- Ashville
- Coordinates: 35°31′S 139°22′E﻿ / ﻿35.51°S 139.37°E
- Population: 28 (SAL 2021)
- Postcode(s): 5259
- Location: 32 km (20 mi) south of Tailem Bend ; 127 km (79 mi) southeast of Adelaide ;
- State electorate(s): Hammond
- Federal division(s): Barker
Localities around Ashville:
|  | Wellington East | Cooke Plains |
| Poltalloch | Ashville | Malinong |
|  | Waltowa | Meningie East |

= Ashville, South Australia =

Ashville is a locality in South Australia along the Princes Highway between Tailem Bend and Meningie.

The locality is named after George Ash, who was a member of the South Australian Legislative Assembly in the 1890s and a business partner of Charles Cameron Kingston.

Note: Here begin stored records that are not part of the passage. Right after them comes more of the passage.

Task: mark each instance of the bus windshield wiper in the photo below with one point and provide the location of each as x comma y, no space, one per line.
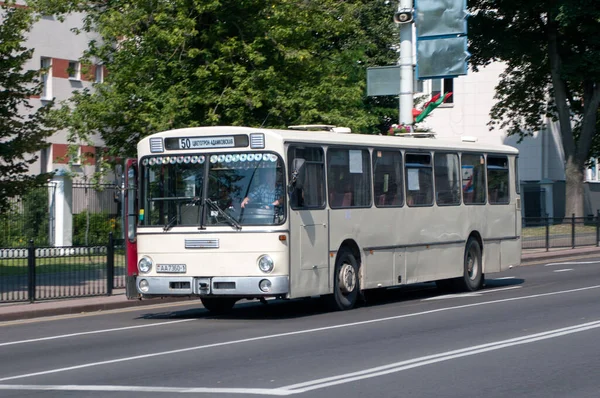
216,207
170,224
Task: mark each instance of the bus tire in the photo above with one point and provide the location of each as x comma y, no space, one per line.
218,305
346,281
472,276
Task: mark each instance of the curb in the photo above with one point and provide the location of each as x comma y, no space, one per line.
534,258
66,309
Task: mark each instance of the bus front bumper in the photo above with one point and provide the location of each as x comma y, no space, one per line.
247,286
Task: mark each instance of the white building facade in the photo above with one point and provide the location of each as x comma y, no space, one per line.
541,159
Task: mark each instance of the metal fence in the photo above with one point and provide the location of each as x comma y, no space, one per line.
550,232
42,273
96,212
29,217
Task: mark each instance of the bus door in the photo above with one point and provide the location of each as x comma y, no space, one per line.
130,212
308,220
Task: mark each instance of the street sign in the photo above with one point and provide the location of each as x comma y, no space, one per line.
441,28
440,18
442,58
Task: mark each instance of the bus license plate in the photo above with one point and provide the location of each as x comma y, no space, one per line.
171,268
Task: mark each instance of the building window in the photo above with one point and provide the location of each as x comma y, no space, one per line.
74,70
443,86
46,77
99,73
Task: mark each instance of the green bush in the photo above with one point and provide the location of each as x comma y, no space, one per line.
26,219
93,228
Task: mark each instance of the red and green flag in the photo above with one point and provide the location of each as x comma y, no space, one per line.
430,105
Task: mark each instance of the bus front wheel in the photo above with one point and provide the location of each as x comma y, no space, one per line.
473,270
218,305
346,281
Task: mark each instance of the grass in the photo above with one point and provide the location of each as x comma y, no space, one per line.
558,229
18,266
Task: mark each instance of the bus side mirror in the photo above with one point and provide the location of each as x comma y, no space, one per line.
119,175
297,173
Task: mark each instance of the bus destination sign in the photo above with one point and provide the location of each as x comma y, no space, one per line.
206,142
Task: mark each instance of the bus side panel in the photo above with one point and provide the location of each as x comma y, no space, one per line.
380,269
491,257
510,254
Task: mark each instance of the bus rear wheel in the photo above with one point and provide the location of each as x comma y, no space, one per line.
346,281
218,305
473,267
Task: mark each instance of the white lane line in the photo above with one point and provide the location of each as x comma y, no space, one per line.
172,390
325,382
295,333
62,336
573,263
485,291
472,294
435,358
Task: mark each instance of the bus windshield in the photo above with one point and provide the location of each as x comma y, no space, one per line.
242,189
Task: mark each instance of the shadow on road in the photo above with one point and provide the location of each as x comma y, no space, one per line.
298,308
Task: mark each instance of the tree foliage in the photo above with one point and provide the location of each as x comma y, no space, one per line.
272,63
23,130
552,52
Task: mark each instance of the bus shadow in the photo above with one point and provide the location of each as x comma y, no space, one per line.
299,308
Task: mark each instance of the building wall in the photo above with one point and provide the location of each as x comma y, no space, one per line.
541,158
55,41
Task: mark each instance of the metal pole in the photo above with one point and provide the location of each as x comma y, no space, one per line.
406,67
547,233
573,231
110,264
597,228
31,271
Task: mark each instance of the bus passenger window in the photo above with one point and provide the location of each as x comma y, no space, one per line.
419,179
310,193
497,174
473,178
447,179
387,178
348,178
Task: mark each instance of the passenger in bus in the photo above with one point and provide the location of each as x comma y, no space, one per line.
268,192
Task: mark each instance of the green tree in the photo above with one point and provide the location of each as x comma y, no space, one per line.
271,63
23,130
552,52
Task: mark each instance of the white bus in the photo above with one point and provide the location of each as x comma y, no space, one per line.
230,213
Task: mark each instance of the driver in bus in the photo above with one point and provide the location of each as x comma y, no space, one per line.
267,192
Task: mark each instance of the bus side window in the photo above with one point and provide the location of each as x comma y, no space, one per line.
311,192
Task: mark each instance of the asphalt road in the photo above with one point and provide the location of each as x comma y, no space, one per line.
532,332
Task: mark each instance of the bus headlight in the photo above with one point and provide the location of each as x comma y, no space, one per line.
265,263
144,286
265,285
145,265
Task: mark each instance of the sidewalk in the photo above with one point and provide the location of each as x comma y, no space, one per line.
21,311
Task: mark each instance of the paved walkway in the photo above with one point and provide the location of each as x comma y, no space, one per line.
21,311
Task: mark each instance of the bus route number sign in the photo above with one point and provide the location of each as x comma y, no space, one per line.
206,142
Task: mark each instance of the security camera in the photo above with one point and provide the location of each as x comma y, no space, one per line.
403,16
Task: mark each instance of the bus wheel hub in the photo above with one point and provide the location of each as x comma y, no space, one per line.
347,278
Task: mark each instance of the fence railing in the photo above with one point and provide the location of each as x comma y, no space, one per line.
552,232
44,273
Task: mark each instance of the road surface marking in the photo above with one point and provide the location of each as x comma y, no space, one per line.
573,263
326,382
62,336
294,333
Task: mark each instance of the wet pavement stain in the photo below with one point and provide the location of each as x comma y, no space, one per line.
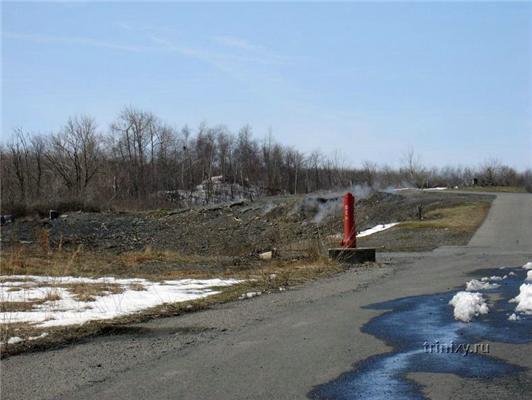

In 1913, the district population was 80 people.

A school at Ashville opened in 1895 and closed in 1959. A school hall built of stone opened in December 1918 to serve the purposes of "...the education of the children, a place of meeting and wholesome recreation for the young people, and a place of worship" at a cost of £600. It benefited the people of Ashville, Poltalloch and Albert Hill. The debt was still being paid off in 1920.

The Ashville Memorial Hall was "erected in memory of those who served". An appeal for funds following World War II included a gala country fair in 1949 at Poltalloch. The building now houses an art gallery and antique shop.